Ryne Sandberg checked out en medias res, realizing he was not built for his role. Cole Hamels, Jake Diekman, Ben Revere, Jonathan Papelbon and Chase Utley were offered parachutes at trading time. And Ruben Amaro Jr. was given a pink slip, but his legacy isn’t as bad as you think, and he’ll land on both feet wearing designer loafers.
But of everyone that had something to do with the 2015 Phillies, it was Justin De Fratus who was the most unfortunate casualty.
In fact, of all the players that have swung through the doors on Citizens Bank Way since 2012, De Fratus may be the most symbolic of this recent run of poor baseball. A workhorse reliever since being called up in September 2011, De Fratus has been asked to do myriad jobs: run the eighth inning, pitch some middle relief, pitch multiple innings after a bad start. And in 2015, the 27-year-old (he turns 28 on Wednesday) was asked to do all of that, sometimes in the same week. That’s the unfortunate part.
De Fratus pitched 80 innings in 2015, which is quite a lot for a reliever on a bad team. He faced 362 hitters, which is most among all relievers. And his 1,445 pitches were also highest in baseball among relievers. That’s an increase of about 75 percent from his 2014 total of 831. Again, very unfortunate.
In essence the Phillies put tons of mileage on De Fratus’ arm by using him irresponsibly from outing to outing. He just about pitched two full seasons, for what he’s used to. That doesn’t look good for his future prospects, which are currently uncertain, as he was recently released by the Phillies. Again, very unfortunate.
The numbers show that De Fratus fared much better in the first half than in the second. In the first half he struck out 48 and walked 18, with an opponent’s batting average of .266 (.333 OBP; .447 SLG). His second half? Only 20 strikeouts and 14 walks, and a triple-slash line of .328/.399/.484. Does that mean he ran out of steam as the season progressed, a sure sign that he was pitching far too much than normal for him?
Let’s look at another split: numbers in relation to days’ rest, another indicator of overuse.
With three days’ rest, De Fratus struggled (though it’s seven games and a very small sample): .368/.415/.658 with a 2 to 1 K/BB ratio. With two days’ rest (13 games), he was slightly better: .342/.391/.544, but a much better 3.29 K/BB ratio. One day of rest (19 games) is the sweet spot: .230/.299/.368 and a solid 2.86 K/BB ratio. Finally, on zero days’ rest (13 games): .295/.386/.508 and a 1.5 K/BB ratio.
The narrative here is that De Fratus is a typical middle reliever: good every other day – and yes, he was outstanding every other day.
We can also see that De Fratus was bad – though just 34 plate appearances – when facing hitters for the second time in a game: .406/.424/.625, 7 K and 1 BB.
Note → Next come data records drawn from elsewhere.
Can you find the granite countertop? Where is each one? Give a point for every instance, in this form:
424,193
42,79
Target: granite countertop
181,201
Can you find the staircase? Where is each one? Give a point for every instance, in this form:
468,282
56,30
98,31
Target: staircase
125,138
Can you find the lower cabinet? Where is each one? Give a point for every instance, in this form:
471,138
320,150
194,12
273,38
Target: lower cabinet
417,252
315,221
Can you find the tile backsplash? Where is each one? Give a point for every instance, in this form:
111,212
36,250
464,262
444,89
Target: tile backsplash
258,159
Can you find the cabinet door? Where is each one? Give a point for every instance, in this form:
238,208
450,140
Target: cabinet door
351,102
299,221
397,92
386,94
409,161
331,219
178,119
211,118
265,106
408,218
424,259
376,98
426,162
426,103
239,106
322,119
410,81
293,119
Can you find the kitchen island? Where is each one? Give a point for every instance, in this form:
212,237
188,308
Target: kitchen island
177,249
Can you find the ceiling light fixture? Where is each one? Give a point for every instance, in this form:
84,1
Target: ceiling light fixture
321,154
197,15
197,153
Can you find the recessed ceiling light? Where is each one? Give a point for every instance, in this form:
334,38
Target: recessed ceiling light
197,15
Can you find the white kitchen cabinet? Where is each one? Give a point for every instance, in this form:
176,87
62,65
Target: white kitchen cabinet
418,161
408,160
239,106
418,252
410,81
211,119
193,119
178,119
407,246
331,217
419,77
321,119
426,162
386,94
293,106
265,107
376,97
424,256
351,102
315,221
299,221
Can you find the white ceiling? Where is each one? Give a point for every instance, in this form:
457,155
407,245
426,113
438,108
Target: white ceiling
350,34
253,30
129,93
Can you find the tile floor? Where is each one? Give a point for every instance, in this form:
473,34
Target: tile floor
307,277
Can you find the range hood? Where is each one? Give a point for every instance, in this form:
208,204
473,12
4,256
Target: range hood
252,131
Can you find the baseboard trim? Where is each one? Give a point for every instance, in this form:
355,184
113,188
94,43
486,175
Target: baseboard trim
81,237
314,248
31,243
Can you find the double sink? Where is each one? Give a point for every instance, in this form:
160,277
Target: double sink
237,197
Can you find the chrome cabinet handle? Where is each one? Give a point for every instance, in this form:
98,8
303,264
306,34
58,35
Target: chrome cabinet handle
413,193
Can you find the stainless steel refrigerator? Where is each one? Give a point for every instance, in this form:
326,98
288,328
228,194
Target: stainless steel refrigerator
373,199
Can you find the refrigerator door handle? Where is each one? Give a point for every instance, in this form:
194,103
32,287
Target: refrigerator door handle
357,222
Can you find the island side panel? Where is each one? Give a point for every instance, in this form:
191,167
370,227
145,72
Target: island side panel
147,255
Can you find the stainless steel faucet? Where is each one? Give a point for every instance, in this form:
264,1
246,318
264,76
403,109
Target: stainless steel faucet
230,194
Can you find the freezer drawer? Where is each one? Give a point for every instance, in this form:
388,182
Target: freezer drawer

This narrative? He’s not a long man.
But yes, small samples. The point is the Phillies certainly had no plan for De Fratus; or, if they did, it was “he’s the guy we throw out there because, hey, we know what he is). Either way that’s a failure on their part. De Fratus’ final 5.51 ERA (and 34 extra-base hits surrendered) will show that he pitched poorly – and yes, you can’t disagree with that – but the story of his season was that his coaches failed him.